Why Theopolis? Don’t we already have seminaries and Bible colleges and other institutions for theological education? Why do we need another one?
I get this question now and again. I ask myself this question even more often. What follows is a partial answer.
Back in the 1990s, seminaries seemed to be thriving. A 1994 cover piece in Christianity Today reported, “In 1992, the Association of Theological Schools (ATS) reported a 9.8 percent enrollment increase over 1991, the largest single increase ever recorded. There was a full-time-equivalent enrollment of 46,400 students in more than 210 institutions. This fall, at least one school reports a 20 percent increase in 1994-95 total enrollment over the previous academic year. Other institutions around the country say they have similarly healthy programs.”
Overall, the article’s thrust was in the opposite direction. The author, Timothy Morgan, cited experts who were “sounding the alarm that seminaries face a ‘crisis of credibility.’ They say seminaries are in danger of ‘downsizing’ faculties, programs, and institutions, and are faced with unexpected competition for theological training-the local church itself.” Others warned that seminaries were losing the clarity of their vision and a sense of purpose.
Twenty years on, it turns out that the experts were right.

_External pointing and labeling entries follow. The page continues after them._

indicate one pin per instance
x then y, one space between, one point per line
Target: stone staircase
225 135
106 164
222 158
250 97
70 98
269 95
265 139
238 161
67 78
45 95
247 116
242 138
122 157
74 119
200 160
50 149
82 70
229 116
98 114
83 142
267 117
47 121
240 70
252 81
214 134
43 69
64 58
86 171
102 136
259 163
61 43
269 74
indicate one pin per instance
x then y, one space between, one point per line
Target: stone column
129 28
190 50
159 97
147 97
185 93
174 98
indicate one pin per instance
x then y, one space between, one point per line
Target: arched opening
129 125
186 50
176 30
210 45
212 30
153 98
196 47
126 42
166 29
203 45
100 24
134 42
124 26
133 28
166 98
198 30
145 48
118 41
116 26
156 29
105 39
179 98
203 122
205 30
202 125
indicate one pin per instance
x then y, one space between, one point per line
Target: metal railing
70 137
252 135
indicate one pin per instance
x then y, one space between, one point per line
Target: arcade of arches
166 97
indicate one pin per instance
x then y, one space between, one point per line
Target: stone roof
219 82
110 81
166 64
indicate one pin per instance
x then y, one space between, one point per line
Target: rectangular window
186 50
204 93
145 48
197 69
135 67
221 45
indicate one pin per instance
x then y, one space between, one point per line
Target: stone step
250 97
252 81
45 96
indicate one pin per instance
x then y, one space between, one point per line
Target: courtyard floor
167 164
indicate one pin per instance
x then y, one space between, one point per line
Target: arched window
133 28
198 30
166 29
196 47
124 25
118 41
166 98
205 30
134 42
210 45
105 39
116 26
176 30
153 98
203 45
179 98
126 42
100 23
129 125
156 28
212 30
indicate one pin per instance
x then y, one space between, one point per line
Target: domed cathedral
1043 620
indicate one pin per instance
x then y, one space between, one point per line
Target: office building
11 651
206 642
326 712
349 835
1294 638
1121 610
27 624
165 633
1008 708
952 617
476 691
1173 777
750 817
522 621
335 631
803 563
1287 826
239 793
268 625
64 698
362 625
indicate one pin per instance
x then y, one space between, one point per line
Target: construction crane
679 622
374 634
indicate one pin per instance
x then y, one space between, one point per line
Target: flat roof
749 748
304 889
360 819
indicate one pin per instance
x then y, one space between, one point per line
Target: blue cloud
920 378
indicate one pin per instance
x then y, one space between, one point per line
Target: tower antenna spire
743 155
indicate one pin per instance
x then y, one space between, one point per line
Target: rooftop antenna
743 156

Seminary has never made financial sense for students. Many seminarians amass tens of thousands of dollars of debt preparing for a low-income, volatile, risky, high-stress job. Now that theological education is widely available with a few key strokes, spending three or four years at seminary makes even less sense.
Today, seminary education isn’t making financial sense for seminaries either. Over the past two decades, report after report has appeared on the financial crisis faced by seminaries. The crisis is spread out across the theological spectrum, from liberal to institutions of the rock-ribbed sort. Staff and faculty have been frozen or reduced. Benefits have been cut. Endowments have shrunk. Tuitions have risen, further reducing student population.
In 2009, Robert Parham reported that dozens of seminaries were in financial crisis, leading to “loss of theological faculty, the reduction of faculty benefits, the decline of student services and the increase in tuition costs.” It has only gotten worse.
Add to that the change in the market for pastoral candidates. As Philip Clayton reported at the Huffington Post, “The traditional seminary student was a white, college-educated male. He either had sufficient personal wealth or a denominational sponsorship to pay the costs of relocating his family to a seminary for three years, where he studied Greek and Hebrew, church history and theology, biblical studies and preaching. At the end of the time he was guaranteed a white-steepled church, lifetime employment, and a good pension.”
No longer: “A larger and larger number of those who are ministering today (or wishing to minister) can’t possibly gain access to traditional seminaries—much less pay for them. These include many persons of color, Spanish-speaking ministers, second-career folks who can’t just pick up and move, people ministering to poor congregations . . . and the list is growing.” Seminaries need to adjust programs and vision in order to train these sorts of candidates for pastoral ministry.
Some seminaries – the most faithful ones – are likely to face ideological pressure as well. What happens to donations when the Federal government threatens to remove tax exempt status from institutions that fail to recognize sexual minorities or transexuals?
The news is not all bad. The pressures on seminaries have forced many institutions to re-think the method and content of theological education. Apprenticeships, hybrid training programs, and other alternatives are now in competition with accredited degree programs.
Clayton argues that we need to change the way we certify ministers: “we need a broad range of certificates for specific skills. Individual certifications will then be grouped or ‘stacked’ together. People will be credentialed when they have amassed the right combination of certified skills for a particular kind of work.” Seminaries are beginning to think about how to become more agile. (See The Convergence Initiative for an informative set of essays on innovations in theological education.)
This sets the context for my answer to the “Why Theopolis?” question.
Theopolis is one option in this range of fresh options in theological training. We offer a low-cost ($5000 tuition) single-year program that covers two fundamental matters of pastoral ministry: Bible and liturgics. Junior Fellows will get to know other churches and volunteer in local ministries. A Theopolitan doesn’t have to break the bank, or drop out for five years, to receive rich, intensive training in basics of Ministry in Word and Sacrament.
To say we’re “small” is an overstatement. But in the current market of theological education, our size is a huge advantage. Because we’re lean, with little overhead, we can be flexible, adjusting our programs and offerings to the needs of the church, expanding by cultivating regional and global “franchises” instead of building a bulky institution in Birmingham.
Have we hit on the magic formula? Does Theopolis represent the wave of the future of theological education? I don’t know. I doubt it. I expect to make adjustments, perhaps major ones, as we go. But Theopolis is an effort to respond to the ongoing crisis of theological education and pastoral training, in order to prepare pastors to serve a rapidly changing world.